Ia menghela napas panjang. “Tapi... aku harus berusaha. Meski ini bukan hidupku yang sebenarnya, Putri Minghua butuh bantuanku.”
Ia mengepalkan tangan. “Aku akan menyelidiki semuanya. Kalau perlu... aku akan menjebak mereka kembali dengan racun yang sama, racun yang mereka gunakan untuk membunuh ibu dan Xiaolan.”

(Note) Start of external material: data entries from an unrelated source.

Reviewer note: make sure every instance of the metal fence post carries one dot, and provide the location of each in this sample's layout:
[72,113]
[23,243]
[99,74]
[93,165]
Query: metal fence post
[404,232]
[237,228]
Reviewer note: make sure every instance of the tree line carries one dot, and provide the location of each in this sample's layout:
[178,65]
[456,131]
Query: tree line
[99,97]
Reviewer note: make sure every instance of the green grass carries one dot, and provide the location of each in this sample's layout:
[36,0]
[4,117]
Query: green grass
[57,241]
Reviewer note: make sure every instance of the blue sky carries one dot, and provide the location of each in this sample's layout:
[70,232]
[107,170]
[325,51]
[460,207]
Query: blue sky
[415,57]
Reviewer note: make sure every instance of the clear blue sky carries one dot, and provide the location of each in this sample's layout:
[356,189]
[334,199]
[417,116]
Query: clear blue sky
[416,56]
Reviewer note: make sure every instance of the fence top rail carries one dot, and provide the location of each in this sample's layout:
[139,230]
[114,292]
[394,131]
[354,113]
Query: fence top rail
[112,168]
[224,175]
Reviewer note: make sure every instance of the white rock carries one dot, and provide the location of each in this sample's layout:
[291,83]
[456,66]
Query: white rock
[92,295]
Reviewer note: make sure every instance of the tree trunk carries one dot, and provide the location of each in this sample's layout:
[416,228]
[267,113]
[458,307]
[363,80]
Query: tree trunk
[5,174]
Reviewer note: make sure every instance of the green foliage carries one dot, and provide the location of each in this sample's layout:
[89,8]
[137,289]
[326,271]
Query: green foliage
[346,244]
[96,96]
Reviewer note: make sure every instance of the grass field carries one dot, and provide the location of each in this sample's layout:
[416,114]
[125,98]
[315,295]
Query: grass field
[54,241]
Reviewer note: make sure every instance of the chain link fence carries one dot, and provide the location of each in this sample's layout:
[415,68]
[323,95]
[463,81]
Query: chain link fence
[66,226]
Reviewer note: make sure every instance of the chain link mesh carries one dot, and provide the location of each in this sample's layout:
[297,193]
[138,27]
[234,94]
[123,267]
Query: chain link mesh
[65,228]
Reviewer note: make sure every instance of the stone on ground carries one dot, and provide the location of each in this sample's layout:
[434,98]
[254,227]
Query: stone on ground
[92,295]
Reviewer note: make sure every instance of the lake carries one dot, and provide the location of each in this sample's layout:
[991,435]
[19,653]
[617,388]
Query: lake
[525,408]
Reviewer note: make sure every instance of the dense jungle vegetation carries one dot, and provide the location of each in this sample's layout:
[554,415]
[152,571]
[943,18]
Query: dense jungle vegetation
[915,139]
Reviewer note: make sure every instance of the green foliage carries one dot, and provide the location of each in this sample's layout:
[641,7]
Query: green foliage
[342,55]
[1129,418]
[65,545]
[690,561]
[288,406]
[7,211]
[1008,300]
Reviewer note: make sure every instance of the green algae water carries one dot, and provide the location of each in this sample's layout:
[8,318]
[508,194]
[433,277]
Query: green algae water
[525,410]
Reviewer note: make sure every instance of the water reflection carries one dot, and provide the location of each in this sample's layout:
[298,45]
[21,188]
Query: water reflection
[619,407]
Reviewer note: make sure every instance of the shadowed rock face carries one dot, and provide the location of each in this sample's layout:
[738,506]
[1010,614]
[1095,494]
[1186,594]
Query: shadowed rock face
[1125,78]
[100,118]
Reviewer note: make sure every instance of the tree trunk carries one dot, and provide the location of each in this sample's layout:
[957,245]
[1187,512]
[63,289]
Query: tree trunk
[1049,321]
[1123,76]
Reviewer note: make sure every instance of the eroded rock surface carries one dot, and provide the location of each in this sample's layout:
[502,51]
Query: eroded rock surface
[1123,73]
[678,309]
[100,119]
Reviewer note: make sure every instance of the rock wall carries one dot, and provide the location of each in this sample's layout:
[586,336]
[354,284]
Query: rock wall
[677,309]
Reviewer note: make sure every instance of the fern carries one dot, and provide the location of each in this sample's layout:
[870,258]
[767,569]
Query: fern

Tekad itu terasa membara di dadanya. Malam semakin gelap, tapi semangatnya justru menyala terang.
***
Tengah malam, Putri Minghua mengenakan mantel gelap dan menyusup keluar kediamannya. Ia menuju dapur utama tempat semua makanan untuk para putri dan selir diproses.
Bersama seorang dayang tua yang bisa dipercaya, ia membawa serbuk khusus yang dapat mendeteksi zat beracun. Diam-diam, ia menaburkan serbuk itu di beberapa bagian meja dapur.
Beberapa saat kemudian, sudut kiri meja berubah warna menjadi ungu tua pertanda kuat bahwa racun pernah diletakkan di sana.
“Siapa yang menyiapkan makanan Xiaolan?” tanya Putri Minghua pelan, masih menatap meja yang mulai menunjukkan reaksi.
Dayang tua itu berpikir sejenak, lalu menjawab dengan suara gemetar, “Selir Agung... beliau pernah memerintahkan kepala dapur secara khusus untuk menyiapkannya.”
Putri Minghua mengangguk pelan. Tatapannya tajam dan yakin.
“Baiklah... sekarang kita sudah tahu dari mana akan menyerang balik.”